Figure 3 shows the experimental results. MixGreedy outperforms all the other algorithms in terms of influence spread. However, the efficiency issue limits its application to large-scale dataset such as Flickr. The performance of ESMCE, MIA and IncInf almost match MixGreedy on the Facebook dataset, while on NetHEPT, the gaps become larger but remain acceptable (only 3.4 %, 4.7 % and 5.1 % lower than MixGreedy on average). When applied to the Flickr dataset, ESMCE performs the best since ESMCE strictly control the error threshold by iterative sampling. Compared with MIA, IncInf shows very close performance and is only 2.87 % lower on average of all five snapshots, which demonstrates the effectiveness of our proposal. Random, as the baseline heuristic, clearly performs the worst on all the graphs. The influence spread of Random is only 15.6 %, 12.1 % and 10.9 % of that of IncInf on Facebook, NetHEPT and Flickr, respectively.

Fig. 3.
figure 3

The influence spread of different algorithms on three datasets.

6 Related Work

Although Influence maximization on static networks has attracted a lot of attentions [5, 6, 13], studies on dynamic social networks still remains largely unexplored to date. Habiba et al. [10] propose a dynamic social network model which is different from ours.

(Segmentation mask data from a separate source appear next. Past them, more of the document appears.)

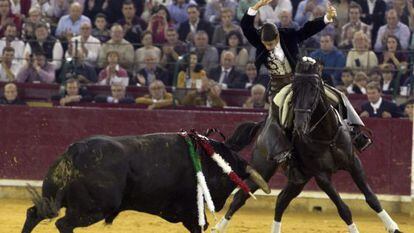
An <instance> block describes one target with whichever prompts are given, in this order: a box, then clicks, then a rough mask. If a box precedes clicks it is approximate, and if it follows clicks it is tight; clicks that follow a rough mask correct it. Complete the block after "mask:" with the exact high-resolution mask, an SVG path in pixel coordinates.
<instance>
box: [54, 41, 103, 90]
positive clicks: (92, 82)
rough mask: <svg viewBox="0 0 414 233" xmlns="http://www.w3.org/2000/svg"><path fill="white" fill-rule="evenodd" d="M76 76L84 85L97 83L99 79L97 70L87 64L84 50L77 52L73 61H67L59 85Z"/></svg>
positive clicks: (63, 67) (62, 72)
mask: <svg viewBox="0 0 414 233" xmlns="http://www.w3.org/2000/svg"><path fill="white" fill-rule="evenodd" d="M73 75H76V77H77V78H78V81H79V82H80V83H82V84H89V83H96V82H97V81H98V77H97V75H96V71H95V68H93V67H91V66H89V65H87V64H86V62H85V54H84V52H83V50H82V49H78V51H77V53H76V52H75V54H74V56H73V59H68V60H66V62H65V64H64V65H63V67H62V70H61V71H60V75H59V80H58V82H59V83H65V82H66V79H67V77H68V76H73Z"/></svg>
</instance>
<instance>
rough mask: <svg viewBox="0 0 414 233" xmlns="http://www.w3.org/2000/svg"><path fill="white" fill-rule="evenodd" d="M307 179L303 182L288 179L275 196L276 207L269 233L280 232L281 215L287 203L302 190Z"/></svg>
mask: <svg viewBox="0 0 414 233" xmlns="http://www.w3.org/2000/svg"><path fill="white" fill-rule="evenodd" d="M308 181H309V179H307V180H306V181H304V182H303V183H294V182H291V181H288V183H287V185H286V186H285V187H284V188H283V190H282V191H281V192H280V193H279V195H278V196H277V201H276V207H275V218H274V221H273V225H272V230H271V233H281V232H282V216H283V213H284V212H285V210H286V208H287V207H288V206H289V203H290V202H291V201H292V200H293V199H294V198H295V197H297V196H298V195H299V194H300V193H301V192H302V190H303V187H305V185H306V184H307V183H308Z"/></svg>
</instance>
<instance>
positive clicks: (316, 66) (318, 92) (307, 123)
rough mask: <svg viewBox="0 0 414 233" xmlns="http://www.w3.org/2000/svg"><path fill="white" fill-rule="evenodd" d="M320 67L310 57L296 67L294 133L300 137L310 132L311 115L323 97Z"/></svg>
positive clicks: (294, 82) (293, 96)
mask: <svg viewBox="0 0 414 233" xmlns="http://www.w3.org/2000/svg"><path fill="white" fill-rule="evenodd" d="M320 67H321V66H320V64H319V63H318V62H316V61H315V60H314V59H312V58H308V57H303V58H302V59H301V60H300V61H299V62H298V65H297V66H296V72H295V78H294V80H293V84H292V90H293V108H294V112H295V118H294V131H295V132H296V133H297V134H298V135H299V136H301V135H302V136H303V135H306V134H307V133H308V132H309V130H310V129H309V125H310V120H311V115H312V113H313V111H314V110H315V108H316V106H317V105H318V102H319V100H320V97H321V91H322V90H323V82H322V79H321V78H320V73H321V72H320Z"/></svg>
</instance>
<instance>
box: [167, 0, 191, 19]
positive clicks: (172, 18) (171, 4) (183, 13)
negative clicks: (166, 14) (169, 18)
mask: <svg viewBox="0 0 414 233" xmlns="http://www.w3.org/2000/svg"><path fill="white" fill-rule="evenodd" d="M188 5H189V4H188V3H187V1H186V0H173V1H172V3H171V4H169V5H168V12H170V15H171V19H172V20H173V22H174V24H177V25H178V24H180V23H183V22H184V21H186V20H188V14H187V7H188Z"/></svg>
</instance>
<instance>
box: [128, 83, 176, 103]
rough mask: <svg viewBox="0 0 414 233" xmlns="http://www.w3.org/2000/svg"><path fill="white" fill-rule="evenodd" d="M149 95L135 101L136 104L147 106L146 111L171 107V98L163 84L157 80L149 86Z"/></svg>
mask: <svg viewBox="0 0 414 233" xmlns="http://www.w3.org/2000/svg"><path fill="white" fill-rule="evenodd" d="M148 89H149V95H145V96H143V97H139V98H137V99H136V100H135V102H136V103H137V104H143V105H148V109H150V110H151V109H155V108H165V107H169V106H172V105H173V96H172V94H171V93H168V92H167V90H166V89H165V85H164V83H162V82H161V81H159V80H156V81H154V82H153V83H151V84H150V85H149V88H148Z"/></svg>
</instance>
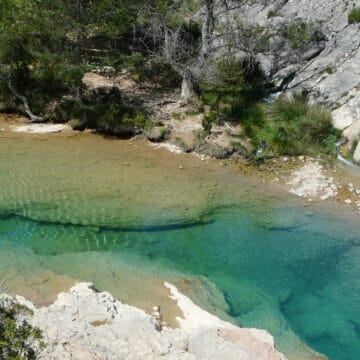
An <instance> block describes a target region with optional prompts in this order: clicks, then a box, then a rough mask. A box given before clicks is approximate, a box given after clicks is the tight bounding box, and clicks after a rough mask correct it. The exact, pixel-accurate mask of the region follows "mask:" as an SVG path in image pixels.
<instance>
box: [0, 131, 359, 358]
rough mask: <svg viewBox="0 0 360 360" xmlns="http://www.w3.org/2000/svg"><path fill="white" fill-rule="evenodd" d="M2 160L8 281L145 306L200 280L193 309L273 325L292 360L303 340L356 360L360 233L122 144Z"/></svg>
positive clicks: (69, 149) (83, 142)
mask: <svg viewBox="0 0 360 360" xmlns="http://www.w3.org/2000/svg"><path fill="white" fill-rule="evenodd" d="M0 150H1V152H0V154H1V155H0V161H1V172H0V214H1V217H0V257H1V259H2V261H1V263H0V276H6V275H11V276H10V278H11V277H12V278H14V277H16V278H17V279H30V277H31V276H33V277H31V279H35V278H36V280H31V281H33V283H32V284H34V286H36V287H37V288H38V289H39V291H40V292H41V291H43V292H46V291H51V290H49V289H50V288H51V286H50V285H49V286H47V287H46V286H45V285H44V283H47V282H51V281H52V280H51V281H50V280H49V279H50V275H45V276H44V275H43V274H44V273H45V274H58V275H60V276H63V277H64V278H63V279H66V280H64V282H66V283H67V284H68V283H71V282H72V281H75V280H78V279H79V280H88V281H93V282H94V283H95V284H96V286H98V287H100V288H102V289H106V290H109V291H111V292H112V293H113V294H114V295H115V296H118V297H120V298H121V299H122V300H124V301H128V300H129V301H130V302H132V303H134V304H139V305H141V306H143V307H145V308H146V307H149V308H151V304H150V302H146V300H144V293H146V294H147V295H149V297H150V298H151V297H153V298H156V299H157V300H156V301H164V302H166V301H168V300H166V299H167V297H166V294H165V293H164V292H161V291H163V290H159V288H161V287H160V286H159V284H161V282H162V281H163V280H164V279H169V278H173V279H174V281H176V279H179V278H180V277H182V278H183V277H190V278H194V277H200V278H201V279H205V280H206V279H207V280H208V281H209V282H208V283H207V282H206V281H204V282H202V283H201V284H200V285H199V286H198V287H197V288H196V289H195V294H194V293H193V296H194V297H195V300H197V301H199V302H200V303H202V305H204V306H206V307H207V308H208V309H212V310H213V311H215V312H217V313H218V314H220V315H221V314H223V315H224V312H226V313H227V314H228V315H230V316H231V317H232V318H233V319H234V320H235V321H238V322H239V323H241V324H242V325H244V326H249V327H250V326H251V327H258V328H265V329H268V330H269V331H270V332H271V333H272V334H273V335H274V336H275V338H276V341H277V344H278V345H279V347H280V349H281V350H283V351H284V352H285V353H286V354H289V359H295V358H296V359H300V358H301V359H304V358H307V357H306V356H307V355H305V353H304V354H302V353H301V351H303V350H304V346H303V343H302V342H305V343H306V344H308V345H310V346H311V347H312V348H313V349H315V350H317V351H319V352H320V353H324V354H326V355H327V356H328V357H329V358H330V359H334V360H350V359H351V360H353V359H355V358H356V357H357V356H358V355H357V354H358V353H359V352H360V338H359V336H360V334H359V329H360V309H359V302H358V300H359V298H360V280H359V278H358V274H359V270H360V247H359V244H360V238H359V235H358V234H359V225H357V224H356V223H352V222H351V221H350V220H348V222H345V221H344V220H343V219H340V218H338V219H337V218H335V217H328V216H325V215H321V212H320V211H318V210H316V209H315V208H314V209H312V211H311V212H310V211H309V210H306V208H302V207H297V206H295V205H294V204H293V205H291V206H290V205H289V204H287V205H286V204H284V202H283V200H281V199H271V198H270V197H269V196H268V195H266V196H265V194H263V196H260V195H259V194H260V191H259V188H256V191H257V196H256V198H255V195H254V196H252V198H249V194H250V191H252V190H251V189H252V184H248V183H246V182H244V181H242V180H240V179H237V180H236V181H235V180H234V175H233V174H231V173H228V172H226V171H225V170H222V169H221V168H220V167H218V168H215V167H214V166H213V165H212V164H211V163H210V164H207V165H205V164H203V163H202V162H201V161H200V160H195V159H191V158H189V157H185V156H183V155H180V156H179V157H177V156H174V155H170V156H169V155H164V154H163V153H162V152H156V151H155V150H151V151H147V152H138V153H137V152H136V151H137V150H136V148H135V149H134V148H133V147H131V146H130V145H129V144H128V143H126V144H125V145H124V143H118V142H111V141H105V140H103V139H101V138H97V137H89V136H85V135H84V136H83V137H79V138H76V139H71V138H70V139H64V138H61V137H59V138H54V139H53V140H51V141H50V140H48V139H45V140H44V139H42V140H41V138H39V139H37V138H35V139H28V138H24V139H23V138H12V139H2V142H1V143H0ZM134 154H135V155H134ZM180 165H181V169H180V168H179V166H180ZM195 167H196V170H194V169H195ZM265 190H266V189H265ZM234 204H237V206H234ZM225 205H226V206H225ZM14 274H15V275H14ZM21 281H22V283H21ZM29 281H30V280H29ZM178 281H180V280H178ZM9 283H10V284H11V279H10V282H9ZM19 284H23V285H22V286H26V284H25V281H24V280H19V282H18V284H17V285H16V284H13V285H11V286H12V288H13V289H16V290H17V291H18V290H20V288H21V286H20V285H19ZM52 284H53V282H52ZM213 284H214V285H213ZM53 286H54V287H56V286H58V285H56V284H55V285H53ZM213 286H216V287H217V289H220V290H221V292H222V294H220V293H219V292H217V290H216V289H215V287H213ZM204 287H207V288H208V290H207V291H204ZM201 289H202V290H201ZM210 289H212V290H210ZM196 293H198V294H199V296H197V295H196ZM200 293H201V294H202V295H201V296H200ZM204 294H205V295H204ZM212 297H214V298H213V299H212ZM136 299H137V300H136ZM41 301H43V302H46V301H48V299H47V298H46V296H45V294H43V297H41ZM169 306H170V305H169ZM174 311H175V310H174Z"/></svg>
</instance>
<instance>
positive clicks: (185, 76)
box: [180, 73, 196, 102]
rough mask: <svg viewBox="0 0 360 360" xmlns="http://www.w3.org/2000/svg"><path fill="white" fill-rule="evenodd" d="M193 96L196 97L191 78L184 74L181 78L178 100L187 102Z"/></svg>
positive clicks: (192, 97) (190, 76)
mask: <svg viewBox="0 0 360 360" xmlns="http://www.w3.org/2000/svg"><path fill="white" fill-rule="evenodd" d="M194 96H196V94H195V90H194V84H193V81H192V79H191V76H190V75H189V74H188V73H186V74H185V75H184V76H183V78H182V83H181V96H180V98H181V100H182V101H185V102H189V101H190V100H191V99H192V98H193V97H194Z"/></svg>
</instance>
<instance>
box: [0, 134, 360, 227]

In their proposal, the network keeps evolving during the process of influence propagation, and their goal is to find the top-K influential nodes over such a dynamic network. Chen et al. [4] extend the IC model to incorporate the time delay aspect of influence diffusion among individuals in social networks, and consider time-critical influence maximization, in which one wants to maximize influence spread within a given deadline. While in [9], the authors consider a continuous time formulation of the influence maximization problem in which information or influence can spread at different rates across different edges. Charu Aggarwal et al. [1] try to discover influential nodes in dynamic social networks and they design a stochastic approach to determine the information flow authorities with the use of a globally forward approach and a locally backward approach.

7 Conclusion

In this paper, we consider the influence maximization problem in evolving social networks, and propose an incremental algorithm, IncInf, to efficiently identify top-K influential nodes. Taking advantage of the structural evolution of networks and previous information on individual nodes, IncInf substantially reduces the search space and adaptively selects influential nodes in an incremental way. Extensive experiments demonstrate that IncInf significantly reduces the execution time of state-of-the-art static influence maximization algorithm while maintaining satisfying accuracy in terms of influence spread.